And talking about rebuilding... Only one coach in ACC history has ever had a team that was ranked #1 in the country one year, then finished dead last in the conference the next year.

Kryzasd;fljski 93-95?
 
It's a combination of skill and luck, but mostly luck. That is, treating winning close games as pure luck makes the model a better predictor of future games than otherwise.

I get that... just think it shouldn't be called luck. Call it "Differential" or something.

If I were cynical, I might accuse Ken of being a bit self-serving by dismissing the differential between his expectations and actual game outcomes as sheer luck. But I'm not, so...
 
I didn't say better offensive player. I said better offensive numbers.

Carson also had better numbers in spite of scoring and boarding less per minute; having a much lower FG%. There is no rational way to create a formula that would make Carson be more efficient than Devin this year.

They score the same number of points per possession they use. Carson turns it over less and shoots better FTs. But Carson never shoots and is a clearly a weak offensive player.

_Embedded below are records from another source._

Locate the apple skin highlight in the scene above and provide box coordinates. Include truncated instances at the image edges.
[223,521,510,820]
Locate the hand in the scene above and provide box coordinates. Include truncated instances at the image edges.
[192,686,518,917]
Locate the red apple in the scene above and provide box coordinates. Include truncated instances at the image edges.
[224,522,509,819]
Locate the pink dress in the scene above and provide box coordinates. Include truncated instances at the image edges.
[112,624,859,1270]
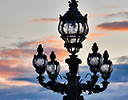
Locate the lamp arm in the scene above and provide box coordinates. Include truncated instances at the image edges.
[84,75,99,94]
[37,76,48,89]
[92,81,109,93]
[37,76,68,94]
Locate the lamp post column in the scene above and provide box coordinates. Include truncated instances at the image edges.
[63,54,84,100]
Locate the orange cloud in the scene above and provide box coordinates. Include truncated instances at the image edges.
[0,48,32,58]
[28,18,59,23]
[17,36,63,47]
[97,21,128,31]
[89,33,107,38]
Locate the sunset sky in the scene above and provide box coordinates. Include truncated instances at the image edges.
[0,0,128,100]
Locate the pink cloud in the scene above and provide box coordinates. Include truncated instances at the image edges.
[97,21,128,31]
[28,18,59,23]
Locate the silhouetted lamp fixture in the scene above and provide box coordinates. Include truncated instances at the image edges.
[87,43,103,74]
[33,44,48,76]
[33,0,113,100]
[100,50,113,80]
[47,51,60,82]
[58,0,89,54]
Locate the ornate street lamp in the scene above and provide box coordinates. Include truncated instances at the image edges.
[58,0,89,54]
[33,44,48,76]
[87,43,103,74]
[47,51,60,82]
[33,0,113,100]
[100,50,113,80]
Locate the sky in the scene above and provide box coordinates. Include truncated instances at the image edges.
[0,0,128,100]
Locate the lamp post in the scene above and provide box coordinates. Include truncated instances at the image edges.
[33,0,113,100]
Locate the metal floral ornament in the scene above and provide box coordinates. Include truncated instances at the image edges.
[33,44,48,76]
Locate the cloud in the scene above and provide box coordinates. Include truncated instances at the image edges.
[106,11,128,18]
[97,21,128,31]
[28,18,59,23]
[0,48,34,58]
[12,36,63,48]
[102,4,120,8]
[87,33,109,41]
[114,56,128,64]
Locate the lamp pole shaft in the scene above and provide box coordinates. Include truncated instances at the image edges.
[63,55,84,100]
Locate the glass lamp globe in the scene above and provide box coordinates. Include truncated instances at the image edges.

But yeah, Devin is 10X the offensive player Carson is which could be seen by a 2 second glance and their advanced stats.
 
If you really want to use a TO stat per possession, you should really count touches not just the times a player throws it away or commits another TO.

The fact that KenPom postulates Devin is rated lower shows a gross problem with his entire system.
 
If you really want to use a TO stat per possession, you should really count touches not just the times a player throws it away or commits another TO.

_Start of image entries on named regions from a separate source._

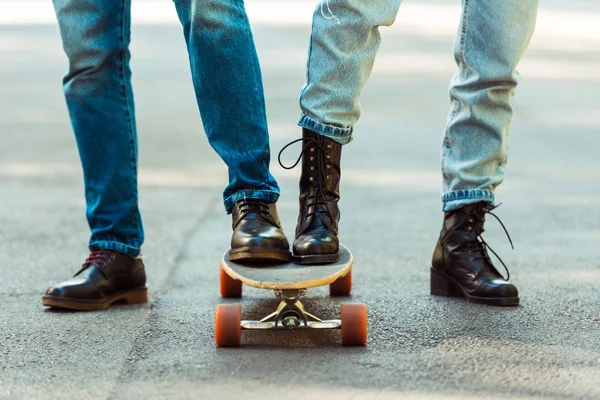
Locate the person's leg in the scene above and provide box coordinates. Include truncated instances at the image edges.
[175,0,290,261]
[431,0,538,305]
[298,0,402,144]
[43,0,146,310]
[282,0,401,264]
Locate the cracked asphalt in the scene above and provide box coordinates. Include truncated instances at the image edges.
[0,0,600,400]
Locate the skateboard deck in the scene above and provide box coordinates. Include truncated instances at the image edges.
[221,245,354,290]
[215,244,367,347]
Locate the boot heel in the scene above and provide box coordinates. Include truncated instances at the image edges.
[430,268,463,297]
[123,289,148,304]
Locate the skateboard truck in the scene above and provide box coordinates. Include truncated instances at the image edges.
[241,289,342,330]
[215,244,368,347]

The fact that KenPom postulates Devin is rated lower shows a gross problem with his entire system.

It doesn't postulate that at all. The efficiency metric used alone doesn't rate players in any way whatsoever.

In fact, CJ Fair in tonight's game is ranked as the 6th best player in college basketball per Kenpom's purely statistical model. But his offensive efficiency is only 102 (remember Tony C is 110!!)
 
Which shows the uselessness of that metric.

Just one one piece of the puzzle...Although if you have a player that is high efficiency and high usage then you can be pretty damn sure that's an excellent offensive player.